Looking at our example above:

use beau_collector::BeauCollector as _;

let strings = vec!["7", "42", "one"];
let numbers = string
    .into_iter()
    .map(|s| s.parse::<i32>())
    .bcollect::<Vec<_>>()?;

Errors with chains of causes, have their causal chains retained by being formatted with the inline representation where causes are separated by :.

One of the results you’re iterating over might have been the result of running bcollect. As string concatenation is basically what we’re doing here, bcollect will represent them alongside any new errors from this layer in the error message.

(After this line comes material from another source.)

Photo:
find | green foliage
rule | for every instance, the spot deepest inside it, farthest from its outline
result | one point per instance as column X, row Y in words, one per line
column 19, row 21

You can collect errors with bcollect at various layers within you application and they’ll all be represented in one large error at the top level.

Using bcollect at multiple levels and having a main that returns a result:

fn main() -> anyhow::Result<()> {
    use anyhow::Context as _;

    input_file = ...;

    some_data = process_input(input_file)
        .with_context(|| format!("Errors found while processing {}", input_file))?;

    run_application(some_data)
}

Can have an error output that looks like:

$ ./my-cli-tool input_file.yaml
Errors found while processing input_file.yaml

Caused by:
  "foo_bar" is not a valid name for X: underscores are not permitted

  field "baz" is missing from input data

  errors processing scale data
  :
  54 is too high for field_y
  values must be positive: value -3 given for field_z is negative.

  some other error because of: another error because of: specific problem.

The error in the Err variant of the result returned by main is an anyhow::Error with a message being the block seen below “Caused by:” and a context of “Errors found while…".

Using BeauCollector in this way has the advantages that:

• Functions can return a normal Result,
• ? can be used normally on all other Results in functions,
• If main returns Result, no special error handling is needed and the full collection of results will appear in stderr.

There are some limitations too:

• Beyond placing each collected error on a newline, bcollect doesn’t do any further formatting, or reformatting when different layers’ errors are combined. It’s left up to the error messages raised to add in some whitespace to appear more readable than a solid block of text.
• While the messages from the causal chain of an error are retained you loose some other error handling like getting the backtrace or downcasting to get the original error back.

These are currently the price you pay for the ergonomics of bcollect.

For writing applications, you’re likely to be happy with this trade off and find the limitations of bcollect a small price to pay.

For a library you might want the caller to have more options on what to do with the many errors than building up an error message, maybe not. Perhaps bcollect could be enhanced to return an error type that can represent a tree of errors that can be added to as errors propagate back up the stack. By all means send in a pull request or raise an issue.